O Ministério da Saúde confirmou que o Nivolumabe foi incorporado ao SUS há mais de cinco anos, com base em decisão da Comissão Nacional de Incorporação de Tecnologias (Conitec), para tratar melanoma avançado não cirúrgico e metastático. A pasta destacou que a análise considerou evidências científicas de eficácia, segurança e custo-efetividade, e que está em processo administrativo para aquisição e distribuição. No entanto, o Ipilimumabe recebeu parecer desfavorável da Conitec, sem nova demanda para reavaliação. Sheylla lamentou a situação, enfatizando que o atraso afeta não só ela, mas várias pessoas, e cobrou mais atenção para a saúde dos pacientes, argumentando que há recursos disponíveis para equidade no acesso.

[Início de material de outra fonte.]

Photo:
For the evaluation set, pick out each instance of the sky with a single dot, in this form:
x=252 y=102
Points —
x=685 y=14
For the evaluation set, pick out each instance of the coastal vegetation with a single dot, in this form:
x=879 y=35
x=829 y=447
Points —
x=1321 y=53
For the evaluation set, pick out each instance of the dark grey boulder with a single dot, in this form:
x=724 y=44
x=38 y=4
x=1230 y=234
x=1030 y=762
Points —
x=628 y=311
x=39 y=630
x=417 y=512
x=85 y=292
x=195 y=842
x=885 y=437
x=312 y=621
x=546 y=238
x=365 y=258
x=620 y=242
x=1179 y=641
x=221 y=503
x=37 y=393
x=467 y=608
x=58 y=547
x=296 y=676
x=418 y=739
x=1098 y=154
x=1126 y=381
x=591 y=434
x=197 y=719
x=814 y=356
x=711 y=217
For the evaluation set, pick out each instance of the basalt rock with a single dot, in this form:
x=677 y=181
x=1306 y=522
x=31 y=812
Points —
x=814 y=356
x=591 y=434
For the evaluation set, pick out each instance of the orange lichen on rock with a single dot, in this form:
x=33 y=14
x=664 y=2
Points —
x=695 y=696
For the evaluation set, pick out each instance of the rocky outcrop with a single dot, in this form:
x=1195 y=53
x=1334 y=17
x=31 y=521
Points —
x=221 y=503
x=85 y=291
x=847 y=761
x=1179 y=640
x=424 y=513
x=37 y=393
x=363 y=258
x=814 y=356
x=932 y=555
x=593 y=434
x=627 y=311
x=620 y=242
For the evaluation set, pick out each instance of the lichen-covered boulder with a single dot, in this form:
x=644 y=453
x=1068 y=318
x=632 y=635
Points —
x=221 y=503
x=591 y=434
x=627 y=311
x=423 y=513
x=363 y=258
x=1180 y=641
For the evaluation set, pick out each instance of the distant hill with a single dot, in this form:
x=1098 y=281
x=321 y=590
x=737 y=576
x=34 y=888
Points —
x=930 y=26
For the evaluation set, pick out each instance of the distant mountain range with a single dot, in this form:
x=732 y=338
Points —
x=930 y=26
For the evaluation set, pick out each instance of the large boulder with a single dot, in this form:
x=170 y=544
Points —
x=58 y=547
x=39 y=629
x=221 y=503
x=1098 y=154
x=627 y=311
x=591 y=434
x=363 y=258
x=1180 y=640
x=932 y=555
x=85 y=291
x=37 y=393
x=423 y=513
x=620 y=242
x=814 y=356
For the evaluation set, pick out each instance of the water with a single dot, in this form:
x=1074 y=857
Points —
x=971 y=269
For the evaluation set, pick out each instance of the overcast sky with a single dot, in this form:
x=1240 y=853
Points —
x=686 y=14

Roberto Gil, diretor-geral do Instituto Nacional de Câncer (Inca), explicou que as imunoterapias como Nivolumabe e Ipilimumabe são opções entre diversas, com cerca de 54 indicações, mas os altos preços representam barreiras. O Inca participa de avaliações com a Conitec, mas não conduz incorporações isoladas, priorizando protocolos clínicos e diretrizes terapêuticas para garantir equidade no SUS. A Secretaria de Saúde do Distrito Federal informou que Sheylla está sendo acompanhada, com consultas e exames regulares, incluindo uma agendada para esta semana. O caso reacende o debate sobre a atualização da lista de medicamentos no SUS e a necessidade de maior celeridade em processos administrativos para salvar vidas.